Over twenty five years ago, Klaus Peter Hofmann and co-workers developed an absorbance-based assay called “extra Meta II” to observe the formation of the high-affinity arrestin -1/Meta II-P complex (Schleicher et al. 1989). Light-activation of rhodopsin results in an equilibrium of two species, the active state Meta II and its inactive precursor Meta I. At low temperature and high pH (e.g. 2 °C and pH 8), the Meta I photoproduct is heavily favoured. When the receptor is phosphorylated and arrestin-1 interacts, Meta II is stabilized at the expense of Meta I. In other words, arrestin-1 binding shifts the Meta I ↔ Meta II equilibrium in favour of Meta II. Importantly, the extra Meta II assay can be used to quantitatively describe the formation of the high-affinity arrestin-receptor complex. Arrestin-1 activation and formation of the high-affinity complex entails a high activation energy (140 kJ/mol). For p44, the energy required for Meta II-P binding is halved (70 kJ/mol) (Pulvermüller et al. 1997), suggesting that about half the energy of activation is involved in releasing the intramolecular restrictions of the C-tail. At sufficiently high concentrations, Meta II-P binding by arrestin-1 and p44 occur at the same rate, which suggests that both arrestin-1 and p44 undergo the same intramolecular conversion, and that this step is rate-limiting for formation of the high-affinity complex (Schröder et al. 2002). Our group has recently characterized this interaction using FTIR spectroscopy (Beyriere et al. 2015). The observed spectral signatures confirmed the stabilization of the active Meta II species by arrestin-1 and additionally indicated a loss of beta-sheet, most likely arising from changes in the secondary structure of arrestin-1. Importantly, Meta II stabilization and beta-sheet loss in arrestin occurred at the same rate, indicating that both proteins mutually stabilize one another in their active states during formation of the high-affinity complex. Moreover, p44 and arrestin showed the same rates of Meta II binding and spectral signatures of beta-sheet loss, indicating that they undergo the same structural transition during high-affinity complex formation (Beyriere et al. 2015).

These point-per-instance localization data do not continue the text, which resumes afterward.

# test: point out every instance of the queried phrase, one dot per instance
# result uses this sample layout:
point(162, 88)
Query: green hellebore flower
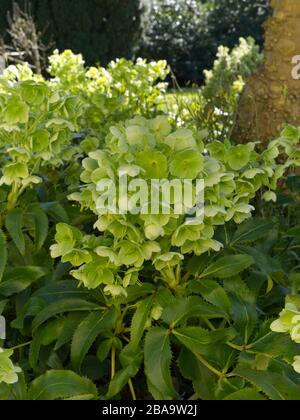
point(77, 257)
point(160, 126)
point(40, 141)
point(93, 275)
point(131, 277)
point(270, 196)
point(295, 333)
point(16, 111)
point(13, 172)
point(186, 232)
point(115, 290)
point(139, 137)
point(67, 239)
point(201, 246)
point(34, 93)
point(238, 157)
point(296, 364)
point(130, 254)
point(153, 231)
point(285, 322)
point(187, 164)
point(8, 372)
point(169, 259)
point(181, 139)
point(154, 164)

The comparison of the structure of basal arrestin to that in the Ops*/arrestin-1 fusion complex indicates the intramolecular conversions that arrestin undergoes during tight receptor binding. Below we summarize the major conformational changes, and how these changes facilitate coupling to the active phosphorylated receptor:
Displacement of the proximal C-tail—In the pre-complex, the Rpp is bound within the cup of the N-domain, and transition to the high-affinity complex is accompanied by a movement of the Rpp to a positively charged binding trench on the lateral side of the N-domain (Fig. 8.3). This trench is normally obscured by the proximal C-tail, and the Rpp presumably displaces the C-tail. A peptide analogue of the Rpp has been observed by X-ray protein crystallography to bind within this trench (Shukla et al. 2013). This crystal structure shows that peptide-attached phosphate groups interact with many of the residues identified as phospho-sensors for Meta II-P binding (e.g. K14, K15, R29, K110, K300) (Fig. 8.2) (Peterhans et al. 2016). Displacement of the C-tail and binding of the Rpp induces a forward twisting movement of the gate loop, which breaks the polar core and brings a phosphate-binding lysine residue on the gate loop (K300 in arrestin-1, K294 in arrestin-2) into the Rpp-binding trench.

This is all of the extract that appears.